The Eliezah Foundation Initiative is a nonprofit organisation based in Wakiso District, Uganda, dedicated to women and girl's safety and social entrepreneurship. Utilizing a Women First Approach as part of its Gender Equity strategy, the organisation partners with local and international organizations, to support women and girl's safety and development. It provides Women's shelter services, legal Aid support, and Business tutoring for women. It also facilitates community engagement through events like Periodic Community Dialogues on Gender and Safety, convenings and annual workshops, and training workshops to communities about women and girl's issues.

The "Community Participation" strategy includes local media campaigns to combat violence against women and promote initiatives such as Emergency GBV Services that work to prevent sexual violence, gender based violence and HIV partnerships that promote Adolescent health. Key partners include ViiV Healthcare, The Tokyo Metropolitan Public University, cultural leaders from the Buganda, Bunyoro, and Busoga Kingdoms, local media, and government departments in Uganda.

== History ==

The Eliezah Foundation Initiative was founded on August 5, 2005, by Eliezah Titus Busonga with the aim of helping young people plan for their futures and engage with elders and community resources to achieve their goals and become productive citizens. Initially, the foundation facilitated meetings for young people twice a week to discuss their progress and make necessary deliberations.

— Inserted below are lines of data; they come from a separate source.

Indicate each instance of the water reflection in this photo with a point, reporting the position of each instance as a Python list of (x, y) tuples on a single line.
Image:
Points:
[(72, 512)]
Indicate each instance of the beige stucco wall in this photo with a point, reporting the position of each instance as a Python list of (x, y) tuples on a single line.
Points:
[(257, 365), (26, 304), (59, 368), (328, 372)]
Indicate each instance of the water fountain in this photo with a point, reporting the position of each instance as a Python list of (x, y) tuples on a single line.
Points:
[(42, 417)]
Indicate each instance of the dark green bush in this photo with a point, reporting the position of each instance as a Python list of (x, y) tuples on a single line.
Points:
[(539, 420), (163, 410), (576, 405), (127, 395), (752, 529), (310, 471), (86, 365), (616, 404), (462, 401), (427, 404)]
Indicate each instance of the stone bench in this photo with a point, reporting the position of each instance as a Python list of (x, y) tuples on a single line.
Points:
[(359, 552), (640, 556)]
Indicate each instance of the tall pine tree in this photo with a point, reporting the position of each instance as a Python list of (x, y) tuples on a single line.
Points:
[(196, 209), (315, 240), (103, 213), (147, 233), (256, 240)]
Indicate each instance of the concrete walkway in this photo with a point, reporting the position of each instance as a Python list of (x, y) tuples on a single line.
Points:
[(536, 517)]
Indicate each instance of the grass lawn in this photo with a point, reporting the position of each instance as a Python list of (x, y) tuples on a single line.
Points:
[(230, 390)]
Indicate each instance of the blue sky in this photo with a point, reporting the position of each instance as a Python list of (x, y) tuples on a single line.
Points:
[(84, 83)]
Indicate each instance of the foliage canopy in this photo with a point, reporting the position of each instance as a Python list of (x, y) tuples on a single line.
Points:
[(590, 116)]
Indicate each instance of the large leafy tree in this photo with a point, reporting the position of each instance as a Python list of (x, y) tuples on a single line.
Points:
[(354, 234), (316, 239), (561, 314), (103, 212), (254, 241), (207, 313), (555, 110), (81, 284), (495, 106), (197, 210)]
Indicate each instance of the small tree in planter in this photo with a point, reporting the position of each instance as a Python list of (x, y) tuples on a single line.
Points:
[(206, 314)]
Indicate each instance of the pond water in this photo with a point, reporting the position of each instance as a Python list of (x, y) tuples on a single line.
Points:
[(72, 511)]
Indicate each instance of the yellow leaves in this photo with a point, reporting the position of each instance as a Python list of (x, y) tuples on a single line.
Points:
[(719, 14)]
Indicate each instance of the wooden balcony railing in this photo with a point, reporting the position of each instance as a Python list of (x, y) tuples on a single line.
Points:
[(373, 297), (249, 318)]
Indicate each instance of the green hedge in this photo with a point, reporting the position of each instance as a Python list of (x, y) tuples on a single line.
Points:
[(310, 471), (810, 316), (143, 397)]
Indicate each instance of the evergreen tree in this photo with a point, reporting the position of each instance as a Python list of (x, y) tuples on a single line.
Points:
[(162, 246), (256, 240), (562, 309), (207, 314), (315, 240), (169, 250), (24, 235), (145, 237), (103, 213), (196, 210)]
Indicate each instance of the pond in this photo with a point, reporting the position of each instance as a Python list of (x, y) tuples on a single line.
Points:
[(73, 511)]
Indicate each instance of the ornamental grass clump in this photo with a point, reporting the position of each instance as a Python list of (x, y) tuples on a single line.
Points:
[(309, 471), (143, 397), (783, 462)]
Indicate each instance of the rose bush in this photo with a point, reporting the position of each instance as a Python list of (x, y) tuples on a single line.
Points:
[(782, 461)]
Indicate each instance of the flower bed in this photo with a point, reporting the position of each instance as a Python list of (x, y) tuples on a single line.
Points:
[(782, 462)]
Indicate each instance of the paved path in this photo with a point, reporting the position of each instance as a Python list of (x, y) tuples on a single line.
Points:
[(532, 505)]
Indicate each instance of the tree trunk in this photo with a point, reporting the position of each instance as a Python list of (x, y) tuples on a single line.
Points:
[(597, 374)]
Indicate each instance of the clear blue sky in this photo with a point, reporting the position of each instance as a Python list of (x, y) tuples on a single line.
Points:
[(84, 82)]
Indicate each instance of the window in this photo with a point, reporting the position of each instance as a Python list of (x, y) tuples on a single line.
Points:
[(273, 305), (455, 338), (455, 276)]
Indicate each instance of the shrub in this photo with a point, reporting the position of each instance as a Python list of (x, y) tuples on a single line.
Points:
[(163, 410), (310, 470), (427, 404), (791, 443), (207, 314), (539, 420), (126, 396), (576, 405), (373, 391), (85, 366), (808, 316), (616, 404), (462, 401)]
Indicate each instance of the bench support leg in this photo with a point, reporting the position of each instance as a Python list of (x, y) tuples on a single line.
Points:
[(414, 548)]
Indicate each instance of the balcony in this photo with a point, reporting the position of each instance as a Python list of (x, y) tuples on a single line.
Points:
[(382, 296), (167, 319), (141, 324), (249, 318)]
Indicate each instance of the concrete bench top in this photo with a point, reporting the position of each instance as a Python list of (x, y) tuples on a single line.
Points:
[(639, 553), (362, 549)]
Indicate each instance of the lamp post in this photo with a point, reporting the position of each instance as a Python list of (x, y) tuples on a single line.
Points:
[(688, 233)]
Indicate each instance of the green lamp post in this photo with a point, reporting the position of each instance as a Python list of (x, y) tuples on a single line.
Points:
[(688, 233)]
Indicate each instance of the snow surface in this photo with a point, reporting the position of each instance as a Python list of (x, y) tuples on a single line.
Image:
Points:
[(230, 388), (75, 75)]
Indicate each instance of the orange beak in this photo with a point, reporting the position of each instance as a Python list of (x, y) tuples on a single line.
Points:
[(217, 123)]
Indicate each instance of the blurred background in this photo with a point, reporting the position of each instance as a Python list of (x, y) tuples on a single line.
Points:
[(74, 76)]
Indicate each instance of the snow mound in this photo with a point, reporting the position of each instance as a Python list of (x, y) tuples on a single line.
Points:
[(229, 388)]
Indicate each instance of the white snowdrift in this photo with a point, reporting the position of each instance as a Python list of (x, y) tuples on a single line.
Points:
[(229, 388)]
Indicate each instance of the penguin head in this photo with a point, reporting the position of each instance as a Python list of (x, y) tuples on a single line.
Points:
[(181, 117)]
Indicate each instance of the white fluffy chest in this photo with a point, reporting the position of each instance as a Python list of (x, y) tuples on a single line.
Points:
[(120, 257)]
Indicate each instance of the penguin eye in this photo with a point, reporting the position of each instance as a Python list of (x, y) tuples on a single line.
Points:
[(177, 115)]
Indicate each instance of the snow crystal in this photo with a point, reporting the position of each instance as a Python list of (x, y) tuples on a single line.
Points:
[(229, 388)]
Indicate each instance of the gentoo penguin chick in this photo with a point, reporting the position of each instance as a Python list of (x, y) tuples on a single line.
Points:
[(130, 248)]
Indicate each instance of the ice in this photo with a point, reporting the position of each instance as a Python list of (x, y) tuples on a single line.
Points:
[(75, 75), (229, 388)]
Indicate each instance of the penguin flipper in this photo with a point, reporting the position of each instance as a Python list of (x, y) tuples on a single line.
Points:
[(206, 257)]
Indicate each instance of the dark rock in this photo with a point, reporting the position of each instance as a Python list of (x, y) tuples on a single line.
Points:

In 2009, the Eliezah Foundation became a registered community entity in Wakiso District, establishing its first district office at its current office in Maganjo b in (now Nansana Municipality). By 2014, the organization had expanded its operations to four additional districts: Jinja, Hoima, Arua, and Kampala and was in Consultative status with UN ECOSOC. In 2018, it achieved full registration to operate nationwide and acquired the 501 (c) Status in Uganda, broadening its impact and reach across the country.

Over the years, the organisation has supported over 600,000 people and played a significant role in advocating for the inclusion of children, young people and women and girls' budgeting and planning in government policies, significantly contributing to gender equality and social justice in Uganda. It has participated in government policy processes and been part of several forums for women and children.